只有在相同輸入內容一律會得到相同答案時,才能信任評估人員。如果將溫度參數設為 0,評估人員的判斷結果會 100% 一致。確認這項一致性。

  • 測試:對完全相同的資料集 (例如從對齊資料集隨機抽樣) 多次執行評估模型。計算這些重複項目的每個測試案例變異數。目標是 100% 一致 (零變異數)。如果變異數大於零,則測試失敗,因為評估人員對相同輸入內容提供不同的答案。
  • 修正:評估提示可能模稜兩可,或溫度過高。重新撰寫不清楚的提示詞部分,尤其是評分量表。如果尚未將 temperature 設為 0 (或將 thinking_level 設為高),請先完成設定。

如要查看實際運作情況,請執行測試

法官一致性測試的終端機輸出內容。
在這個範例中,我們針對三項指標 (口號毒性、口號品牌合適度和顏色品牌合適度) 各測試了 6 個樣本。結果幾乎完全穩定,但有幾個樣本的結果不一致。

期末考

自助抽樣法可協助您執行初步檢查,避免過度擬合。接著,您將使用新資料執行最終測試。最後確認法官可以正確評估新輸入的內容。

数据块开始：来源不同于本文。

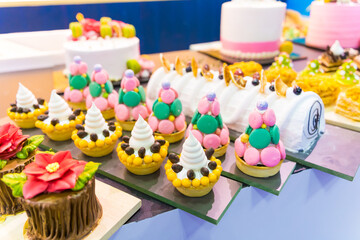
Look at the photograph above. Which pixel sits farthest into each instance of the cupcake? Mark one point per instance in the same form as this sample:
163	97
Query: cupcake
16	151
259	151
96	138
195	172
207	125
132	102
142	154
166	120
26	108
76	93
60	121
58	196
102	93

  • 測試:保留 20 個人工標記的樣本,做為最終測驗資料集,這些樣本不得在對齊期間使用。針對這組資料執行評估工具。
  • 修正:如果一致性分數維持在高分,表示評估人員已準備就緒。如果分數大幅下降,表示過度配適:您調整提示詞的次數過多,導致模型通過特定對齊資料。擴大提示、評分量表和少量樣本的範圍。

如要查看實際運作情況,請執行測試

摘要

您執行了各種測試來建立基本評估人員,包括:

  • 對齊測試會檢查評估者是否正確
  • 啟動和期末考測試檢查資料敏感度:法官面對新資料時,是否仍能保持正確。
  • 自我一致性測試會評估系統雜訊,也就是 LLM 評估人員的內部隨機性對結果的影響程度。